10 Jahre Al-Jazeera-Revolution

Bei seinem ersten Erscheinen spiegelte der von Katar aus sendende neue Satellitenkanal seinen eigenen Namen wider: Al Jazeera – arabisch für „die Insel“ – war eine Insel professioneller, unabhängiger, aktueller Nachrichtensendungen in einem Meer einseitiger, staatlich kontrollierter arabischer Medien. Bevor Al Jazeeras überwiegend bei der BBC ausgebildete Journalisten auf den Plan traten, bestanden die vom arabischen Durchschnittsbürger gesehenen Nachrichtenprogramme lediglich aus Protokollnachrichten, Videos von Nachrichtenagenturen mit dem Neusten zum Palästinenserkonflikt und dramatischen Bildern von Erdbeben oder Flächenbränden.

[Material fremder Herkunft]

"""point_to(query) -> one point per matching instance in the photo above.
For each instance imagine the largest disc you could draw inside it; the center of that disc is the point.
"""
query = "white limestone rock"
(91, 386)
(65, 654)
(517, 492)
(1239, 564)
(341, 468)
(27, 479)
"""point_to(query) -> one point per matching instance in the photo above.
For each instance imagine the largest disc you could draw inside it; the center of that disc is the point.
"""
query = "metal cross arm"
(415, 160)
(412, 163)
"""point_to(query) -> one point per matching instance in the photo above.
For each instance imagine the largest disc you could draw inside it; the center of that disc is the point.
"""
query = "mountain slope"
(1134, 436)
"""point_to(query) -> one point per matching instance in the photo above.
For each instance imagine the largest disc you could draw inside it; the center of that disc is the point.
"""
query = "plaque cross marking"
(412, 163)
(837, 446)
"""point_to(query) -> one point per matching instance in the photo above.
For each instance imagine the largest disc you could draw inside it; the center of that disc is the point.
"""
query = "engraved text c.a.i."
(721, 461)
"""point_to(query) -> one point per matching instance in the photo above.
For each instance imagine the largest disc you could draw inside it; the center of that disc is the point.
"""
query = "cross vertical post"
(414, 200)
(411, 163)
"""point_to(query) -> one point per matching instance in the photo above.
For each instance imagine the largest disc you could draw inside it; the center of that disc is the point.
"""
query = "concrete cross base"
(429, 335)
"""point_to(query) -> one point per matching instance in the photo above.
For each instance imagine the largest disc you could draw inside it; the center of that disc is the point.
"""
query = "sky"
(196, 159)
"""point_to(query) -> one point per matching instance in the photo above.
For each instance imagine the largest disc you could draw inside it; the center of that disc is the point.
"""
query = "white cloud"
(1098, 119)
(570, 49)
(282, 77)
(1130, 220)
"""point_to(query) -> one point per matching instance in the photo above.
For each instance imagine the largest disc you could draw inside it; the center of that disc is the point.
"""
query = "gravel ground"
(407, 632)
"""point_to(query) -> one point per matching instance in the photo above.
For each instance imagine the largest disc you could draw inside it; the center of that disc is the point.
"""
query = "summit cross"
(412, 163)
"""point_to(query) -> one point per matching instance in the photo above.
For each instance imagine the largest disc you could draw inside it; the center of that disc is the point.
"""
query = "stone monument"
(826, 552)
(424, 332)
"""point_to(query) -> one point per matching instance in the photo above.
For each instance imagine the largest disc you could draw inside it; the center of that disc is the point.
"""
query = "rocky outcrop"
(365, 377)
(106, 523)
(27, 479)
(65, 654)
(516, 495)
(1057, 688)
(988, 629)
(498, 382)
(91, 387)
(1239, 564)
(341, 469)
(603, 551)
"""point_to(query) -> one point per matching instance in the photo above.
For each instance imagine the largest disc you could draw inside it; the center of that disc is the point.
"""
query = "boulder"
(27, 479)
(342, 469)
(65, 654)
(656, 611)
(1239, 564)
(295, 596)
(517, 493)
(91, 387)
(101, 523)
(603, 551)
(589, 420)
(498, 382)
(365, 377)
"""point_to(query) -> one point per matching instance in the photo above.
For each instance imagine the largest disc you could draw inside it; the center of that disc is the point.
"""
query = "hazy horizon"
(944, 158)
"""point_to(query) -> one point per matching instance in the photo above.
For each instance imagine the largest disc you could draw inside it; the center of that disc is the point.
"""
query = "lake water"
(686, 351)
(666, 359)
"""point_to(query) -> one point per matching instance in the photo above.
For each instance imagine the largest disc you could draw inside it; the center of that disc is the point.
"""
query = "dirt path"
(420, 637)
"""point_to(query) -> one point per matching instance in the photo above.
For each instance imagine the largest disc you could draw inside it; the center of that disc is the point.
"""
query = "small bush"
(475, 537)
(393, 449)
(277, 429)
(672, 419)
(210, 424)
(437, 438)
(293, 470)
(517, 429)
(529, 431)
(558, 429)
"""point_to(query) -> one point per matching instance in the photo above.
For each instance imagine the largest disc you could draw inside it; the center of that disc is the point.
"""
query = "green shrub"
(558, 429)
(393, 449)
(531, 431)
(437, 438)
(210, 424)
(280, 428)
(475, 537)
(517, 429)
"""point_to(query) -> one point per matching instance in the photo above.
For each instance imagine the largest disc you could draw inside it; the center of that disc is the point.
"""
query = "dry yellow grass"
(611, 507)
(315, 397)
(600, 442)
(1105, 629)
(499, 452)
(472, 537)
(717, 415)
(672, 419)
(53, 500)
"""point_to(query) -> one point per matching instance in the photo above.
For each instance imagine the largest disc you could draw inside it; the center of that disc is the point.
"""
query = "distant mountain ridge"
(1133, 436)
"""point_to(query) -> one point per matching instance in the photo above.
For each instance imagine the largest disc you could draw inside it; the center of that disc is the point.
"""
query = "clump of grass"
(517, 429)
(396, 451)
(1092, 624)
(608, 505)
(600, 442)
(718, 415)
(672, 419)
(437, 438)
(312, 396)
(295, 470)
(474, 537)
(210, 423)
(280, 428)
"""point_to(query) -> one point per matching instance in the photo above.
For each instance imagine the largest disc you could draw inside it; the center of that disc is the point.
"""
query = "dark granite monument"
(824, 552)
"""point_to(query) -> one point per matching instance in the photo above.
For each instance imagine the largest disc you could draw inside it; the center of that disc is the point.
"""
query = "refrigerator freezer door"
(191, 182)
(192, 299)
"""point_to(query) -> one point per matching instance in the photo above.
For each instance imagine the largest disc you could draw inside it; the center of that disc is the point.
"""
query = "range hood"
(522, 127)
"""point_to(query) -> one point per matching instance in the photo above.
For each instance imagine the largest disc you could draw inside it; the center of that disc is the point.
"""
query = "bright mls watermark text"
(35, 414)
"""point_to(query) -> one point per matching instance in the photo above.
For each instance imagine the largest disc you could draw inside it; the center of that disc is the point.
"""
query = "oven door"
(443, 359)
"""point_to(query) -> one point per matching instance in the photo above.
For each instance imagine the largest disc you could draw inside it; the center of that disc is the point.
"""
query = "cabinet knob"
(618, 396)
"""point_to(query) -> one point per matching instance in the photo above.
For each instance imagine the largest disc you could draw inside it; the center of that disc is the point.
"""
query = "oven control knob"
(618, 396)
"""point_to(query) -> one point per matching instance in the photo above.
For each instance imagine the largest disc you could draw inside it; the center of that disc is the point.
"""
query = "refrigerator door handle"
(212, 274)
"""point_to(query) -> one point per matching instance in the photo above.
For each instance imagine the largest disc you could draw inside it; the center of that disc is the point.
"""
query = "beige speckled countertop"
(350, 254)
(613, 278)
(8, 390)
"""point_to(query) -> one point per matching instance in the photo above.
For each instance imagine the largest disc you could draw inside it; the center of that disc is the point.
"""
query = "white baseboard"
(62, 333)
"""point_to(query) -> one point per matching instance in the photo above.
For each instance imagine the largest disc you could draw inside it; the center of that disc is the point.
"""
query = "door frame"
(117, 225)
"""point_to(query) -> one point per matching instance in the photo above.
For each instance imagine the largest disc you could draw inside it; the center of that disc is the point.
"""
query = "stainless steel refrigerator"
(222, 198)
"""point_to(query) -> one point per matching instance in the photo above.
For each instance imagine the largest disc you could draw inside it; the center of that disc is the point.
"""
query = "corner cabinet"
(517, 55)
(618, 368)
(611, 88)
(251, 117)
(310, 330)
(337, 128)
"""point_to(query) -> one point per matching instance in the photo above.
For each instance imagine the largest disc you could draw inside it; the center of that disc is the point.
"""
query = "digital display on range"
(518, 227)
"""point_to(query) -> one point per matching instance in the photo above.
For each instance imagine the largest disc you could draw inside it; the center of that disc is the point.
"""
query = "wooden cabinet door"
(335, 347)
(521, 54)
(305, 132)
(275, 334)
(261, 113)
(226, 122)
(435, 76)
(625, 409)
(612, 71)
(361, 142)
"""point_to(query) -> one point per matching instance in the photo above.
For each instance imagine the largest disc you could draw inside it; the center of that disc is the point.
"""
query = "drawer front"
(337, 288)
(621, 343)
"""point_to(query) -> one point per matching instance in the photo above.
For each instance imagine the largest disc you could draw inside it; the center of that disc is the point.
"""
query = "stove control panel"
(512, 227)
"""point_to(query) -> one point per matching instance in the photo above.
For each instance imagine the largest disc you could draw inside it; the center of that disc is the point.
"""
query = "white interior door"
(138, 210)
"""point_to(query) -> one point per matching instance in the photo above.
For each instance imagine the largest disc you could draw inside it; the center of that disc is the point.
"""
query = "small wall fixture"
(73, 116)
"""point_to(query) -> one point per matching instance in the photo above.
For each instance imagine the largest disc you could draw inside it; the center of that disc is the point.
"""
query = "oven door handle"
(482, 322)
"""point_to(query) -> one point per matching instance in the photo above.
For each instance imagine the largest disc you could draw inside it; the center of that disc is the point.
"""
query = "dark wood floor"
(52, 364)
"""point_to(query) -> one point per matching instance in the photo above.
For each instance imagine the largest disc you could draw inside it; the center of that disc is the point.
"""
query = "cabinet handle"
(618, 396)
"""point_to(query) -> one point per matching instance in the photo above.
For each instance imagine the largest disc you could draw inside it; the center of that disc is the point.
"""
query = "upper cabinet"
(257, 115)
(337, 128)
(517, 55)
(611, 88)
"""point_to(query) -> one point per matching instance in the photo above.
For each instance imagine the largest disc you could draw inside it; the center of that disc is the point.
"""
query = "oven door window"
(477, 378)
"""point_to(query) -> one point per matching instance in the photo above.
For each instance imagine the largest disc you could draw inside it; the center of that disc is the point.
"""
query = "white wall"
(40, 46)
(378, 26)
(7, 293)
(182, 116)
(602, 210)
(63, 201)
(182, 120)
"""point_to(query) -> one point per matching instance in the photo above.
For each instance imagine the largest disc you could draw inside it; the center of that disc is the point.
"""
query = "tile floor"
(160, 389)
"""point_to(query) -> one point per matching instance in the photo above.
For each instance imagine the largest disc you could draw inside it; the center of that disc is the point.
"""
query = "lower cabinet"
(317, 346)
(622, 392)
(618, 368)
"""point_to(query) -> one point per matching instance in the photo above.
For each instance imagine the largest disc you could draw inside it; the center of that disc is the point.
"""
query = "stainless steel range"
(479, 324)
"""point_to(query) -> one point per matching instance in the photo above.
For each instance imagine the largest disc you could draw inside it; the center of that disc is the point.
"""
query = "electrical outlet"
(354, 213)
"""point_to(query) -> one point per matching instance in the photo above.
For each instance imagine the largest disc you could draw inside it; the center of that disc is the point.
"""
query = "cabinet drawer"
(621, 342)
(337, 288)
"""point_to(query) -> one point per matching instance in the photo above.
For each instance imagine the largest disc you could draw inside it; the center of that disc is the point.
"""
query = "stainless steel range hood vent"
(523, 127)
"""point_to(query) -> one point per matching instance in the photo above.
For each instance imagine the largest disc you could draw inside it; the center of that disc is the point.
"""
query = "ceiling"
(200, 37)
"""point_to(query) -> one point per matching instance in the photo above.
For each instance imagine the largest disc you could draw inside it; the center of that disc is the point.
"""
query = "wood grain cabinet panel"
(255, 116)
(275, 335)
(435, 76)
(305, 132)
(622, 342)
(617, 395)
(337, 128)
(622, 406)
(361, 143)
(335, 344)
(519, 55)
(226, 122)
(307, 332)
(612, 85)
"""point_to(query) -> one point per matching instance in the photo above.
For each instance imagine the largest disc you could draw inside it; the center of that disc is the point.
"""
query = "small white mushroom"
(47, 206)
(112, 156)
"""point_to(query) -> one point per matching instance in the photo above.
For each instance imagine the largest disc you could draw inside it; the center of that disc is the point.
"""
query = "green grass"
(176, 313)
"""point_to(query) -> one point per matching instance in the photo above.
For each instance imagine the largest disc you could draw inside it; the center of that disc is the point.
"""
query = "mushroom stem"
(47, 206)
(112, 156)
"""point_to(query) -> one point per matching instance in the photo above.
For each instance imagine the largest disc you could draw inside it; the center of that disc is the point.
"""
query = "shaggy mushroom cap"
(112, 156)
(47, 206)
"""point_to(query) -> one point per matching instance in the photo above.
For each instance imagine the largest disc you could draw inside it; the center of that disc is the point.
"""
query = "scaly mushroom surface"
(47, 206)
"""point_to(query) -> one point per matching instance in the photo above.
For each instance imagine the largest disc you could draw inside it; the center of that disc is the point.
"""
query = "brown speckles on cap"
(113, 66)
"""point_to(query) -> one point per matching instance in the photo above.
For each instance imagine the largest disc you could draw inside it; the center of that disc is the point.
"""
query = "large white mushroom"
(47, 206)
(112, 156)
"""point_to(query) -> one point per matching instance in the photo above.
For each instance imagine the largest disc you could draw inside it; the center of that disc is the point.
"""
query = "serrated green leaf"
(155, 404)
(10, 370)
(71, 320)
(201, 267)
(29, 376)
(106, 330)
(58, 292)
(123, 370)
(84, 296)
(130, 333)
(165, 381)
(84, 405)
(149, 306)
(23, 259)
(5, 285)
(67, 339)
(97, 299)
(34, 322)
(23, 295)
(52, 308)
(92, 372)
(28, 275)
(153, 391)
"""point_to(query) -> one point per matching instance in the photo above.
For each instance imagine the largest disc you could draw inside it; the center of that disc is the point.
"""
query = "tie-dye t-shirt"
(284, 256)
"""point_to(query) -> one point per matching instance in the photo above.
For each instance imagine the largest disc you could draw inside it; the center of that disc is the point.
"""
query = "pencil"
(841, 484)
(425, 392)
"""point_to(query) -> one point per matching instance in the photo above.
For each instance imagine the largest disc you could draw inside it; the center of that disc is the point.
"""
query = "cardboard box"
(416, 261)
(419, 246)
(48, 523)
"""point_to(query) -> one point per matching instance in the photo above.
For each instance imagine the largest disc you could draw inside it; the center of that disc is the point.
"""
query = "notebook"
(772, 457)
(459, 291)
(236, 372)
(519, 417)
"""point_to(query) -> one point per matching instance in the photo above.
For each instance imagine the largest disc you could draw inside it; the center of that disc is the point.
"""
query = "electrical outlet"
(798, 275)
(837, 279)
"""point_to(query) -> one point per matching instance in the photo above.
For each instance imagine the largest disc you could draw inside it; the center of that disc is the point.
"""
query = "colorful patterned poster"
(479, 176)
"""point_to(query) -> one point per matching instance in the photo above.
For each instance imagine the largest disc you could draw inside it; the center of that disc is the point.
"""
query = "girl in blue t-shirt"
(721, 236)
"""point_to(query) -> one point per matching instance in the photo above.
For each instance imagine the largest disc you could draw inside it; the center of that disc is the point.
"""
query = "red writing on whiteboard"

Al Jazeera bot nicht allein Live-Interviews und Sendungen vom Ort des Geschehens; es führte darüber hinaus Live-Diskussionen in der arabischen Welt ein. Sein Programm Al Itijah al Mu’akess („Die Gegenrichtung“) brachte jene Art von verbalem Geplänkel, das der größte Teil der Welt als selbstverständlich hinnimmt, das die Araber jedoch noch nie auf dem Bildschirm erlebt hatten. Die Gäste, die Faisal Qassem ins Studio in Doha holte (oder per Satellit zuschaltete), waren Menschen aus denselben arabischen Ländern oder Regionen, aber mit völlig entgegengesetzten Ansichten.

Doch auch wenn schonungslose professionelle Nachrichten und Programme wie Al Itijah al Mu’akess den Zuschauern ein einzigartiges Fernseherlebnis boten, bedurfte es bedeutender weltweiter Konflikte, um Al Jazeera breite Anerkennung zu verschaffen. Die palästinensische Intifada, die Terroranschläge auf New York und Washington im September 2001 und die Invasionen in Afghanistan und im Irak machten aus Al Jazeera einen globalen Einflussfaktor.